Expected behavior of AXL after being killed

tonyhutter commented 5 years ago

Let's say you SIGKILL or crash an app in the middle of an AXL transfer, and then reload it with the same state file (via AXL_Init), what is the expected behaviour? Should the failed transfer be resumed as part of the call to AXL_Init? Should AXL_Init return an error and do nothing?

I started writing a test case for this but didn't know what to expect.

gonsie commented 5 years ago

from today's meeting, if AXL Init notices that it is restarting (i.e., a previous state file exists) it should do nothing / have no smarts.

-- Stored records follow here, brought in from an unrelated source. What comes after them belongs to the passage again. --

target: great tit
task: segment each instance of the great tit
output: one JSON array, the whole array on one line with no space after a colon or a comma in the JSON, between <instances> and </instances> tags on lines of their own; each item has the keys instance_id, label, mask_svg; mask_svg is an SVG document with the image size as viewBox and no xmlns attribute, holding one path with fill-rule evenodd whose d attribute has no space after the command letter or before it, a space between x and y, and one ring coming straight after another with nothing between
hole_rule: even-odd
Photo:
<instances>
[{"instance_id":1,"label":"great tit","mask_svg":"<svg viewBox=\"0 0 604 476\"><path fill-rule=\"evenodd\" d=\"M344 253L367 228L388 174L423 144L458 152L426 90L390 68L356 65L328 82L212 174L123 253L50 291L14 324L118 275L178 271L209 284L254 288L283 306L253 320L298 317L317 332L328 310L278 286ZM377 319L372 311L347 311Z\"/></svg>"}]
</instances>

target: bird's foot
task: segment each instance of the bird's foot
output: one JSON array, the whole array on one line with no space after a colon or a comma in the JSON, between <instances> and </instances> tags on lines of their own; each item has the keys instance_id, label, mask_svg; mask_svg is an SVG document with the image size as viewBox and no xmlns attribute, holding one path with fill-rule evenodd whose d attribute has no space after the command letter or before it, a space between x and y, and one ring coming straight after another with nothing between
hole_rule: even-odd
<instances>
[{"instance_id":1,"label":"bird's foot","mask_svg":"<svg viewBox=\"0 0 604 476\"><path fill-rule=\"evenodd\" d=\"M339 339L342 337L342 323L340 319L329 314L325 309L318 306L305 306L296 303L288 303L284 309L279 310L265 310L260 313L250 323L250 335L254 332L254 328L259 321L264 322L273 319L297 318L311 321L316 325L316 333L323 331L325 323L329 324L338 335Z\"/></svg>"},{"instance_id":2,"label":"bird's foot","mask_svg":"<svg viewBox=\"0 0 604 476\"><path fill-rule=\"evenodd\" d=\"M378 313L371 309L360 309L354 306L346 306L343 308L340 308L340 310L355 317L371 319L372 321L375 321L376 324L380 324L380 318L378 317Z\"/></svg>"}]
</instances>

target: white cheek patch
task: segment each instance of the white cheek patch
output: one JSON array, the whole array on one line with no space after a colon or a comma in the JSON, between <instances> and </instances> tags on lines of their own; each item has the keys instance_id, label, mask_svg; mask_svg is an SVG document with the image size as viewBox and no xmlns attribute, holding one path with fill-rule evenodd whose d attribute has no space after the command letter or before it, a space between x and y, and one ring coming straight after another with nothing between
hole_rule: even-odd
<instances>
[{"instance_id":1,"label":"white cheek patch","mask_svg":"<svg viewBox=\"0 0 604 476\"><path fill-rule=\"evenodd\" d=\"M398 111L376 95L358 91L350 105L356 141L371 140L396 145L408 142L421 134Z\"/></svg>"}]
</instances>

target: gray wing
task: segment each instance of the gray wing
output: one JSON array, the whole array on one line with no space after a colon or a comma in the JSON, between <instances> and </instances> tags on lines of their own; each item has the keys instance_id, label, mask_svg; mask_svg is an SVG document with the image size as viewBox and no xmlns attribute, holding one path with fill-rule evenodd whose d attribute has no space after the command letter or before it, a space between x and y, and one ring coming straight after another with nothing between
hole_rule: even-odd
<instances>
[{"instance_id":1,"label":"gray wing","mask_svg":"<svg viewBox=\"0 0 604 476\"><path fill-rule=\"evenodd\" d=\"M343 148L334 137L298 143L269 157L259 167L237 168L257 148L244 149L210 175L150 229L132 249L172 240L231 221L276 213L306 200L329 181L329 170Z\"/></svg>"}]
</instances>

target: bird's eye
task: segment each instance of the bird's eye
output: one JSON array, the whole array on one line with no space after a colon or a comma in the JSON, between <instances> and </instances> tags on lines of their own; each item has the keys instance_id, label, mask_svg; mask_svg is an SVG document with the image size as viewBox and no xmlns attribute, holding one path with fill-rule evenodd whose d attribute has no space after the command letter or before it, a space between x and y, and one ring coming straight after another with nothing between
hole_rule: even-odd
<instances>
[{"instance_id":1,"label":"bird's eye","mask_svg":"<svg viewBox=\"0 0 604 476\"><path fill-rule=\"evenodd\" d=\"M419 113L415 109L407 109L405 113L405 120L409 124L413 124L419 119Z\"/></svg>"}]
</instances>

It would be up to the orchestrating layer above AXL to call stop or resume.

tonyhutter commented 5 years ago

So basically applications calling AXL should do this:

<app is running>
<crash>
<re-run app>
    AXL_Init(state_file)
    id = AXL_Create(xtype, name) //should give you back your old ID
    AXL_Cancel(id)
    AXL_Free(id)

gonsie commented 5 years ago

For apps that didn't want to deal with ID's it could be:

AXL_Init(state_file);
AXL_Stop();

but we have to be clear that this stops all transfers and isn't safe if AXL is being used by 2 separate components.

adammoody commented 5 years ago

FYI, here is where SCRV stops flushes during SCR_Init:

SCR_Init() --> scr_flush_async_stop(): https://github.com/LLNL/scr/blob/82a3c43d8243c61fac331b64539535f6cdfa3961/src/scr.c#L1645

scr_flush_async_stop() --> Filo_Flush_stop(): https://github.com/LLNL/scr/blob/82a3c43d8243c61fac331b64539535f6cdfa3961/src/scr_flush_async.c#L37

Filo_Flush_stop() --> filo_axl_stop --> AXL_Stop: https://github.com/ECP-VeloC/filo/blob/4c1bd39aae0208b17061a772ed05d80e07f38f58/src/filo.c#L953

tonyhutter commented 5 years ago

Now that I'm digging into the code I see there's no way to get your old ID back. So my example in https://github.com/ECP-VeloC/AXL/issues/57#issuecomment-501430547 doesn't work. Here's what would happen:

<app is running with id = 1>
<crash>
<re-run app>
    AXL_Init(state_file)
    id = AXL_Create(xtype, name) //gives you a new id of 2
    AXL_Cancel(id)
    AXL_Free(id)

So in reality the application would have to remember it's id from the time it crashed, and do this:

    AXL_Init(state_file)
    AXL_Cancel(old_id)
    AXL_Free(old_id)

This is a problem, as I'm guessing most apps are not going to diligently save their id to disk so that they can do a proper cleanup in case they crash.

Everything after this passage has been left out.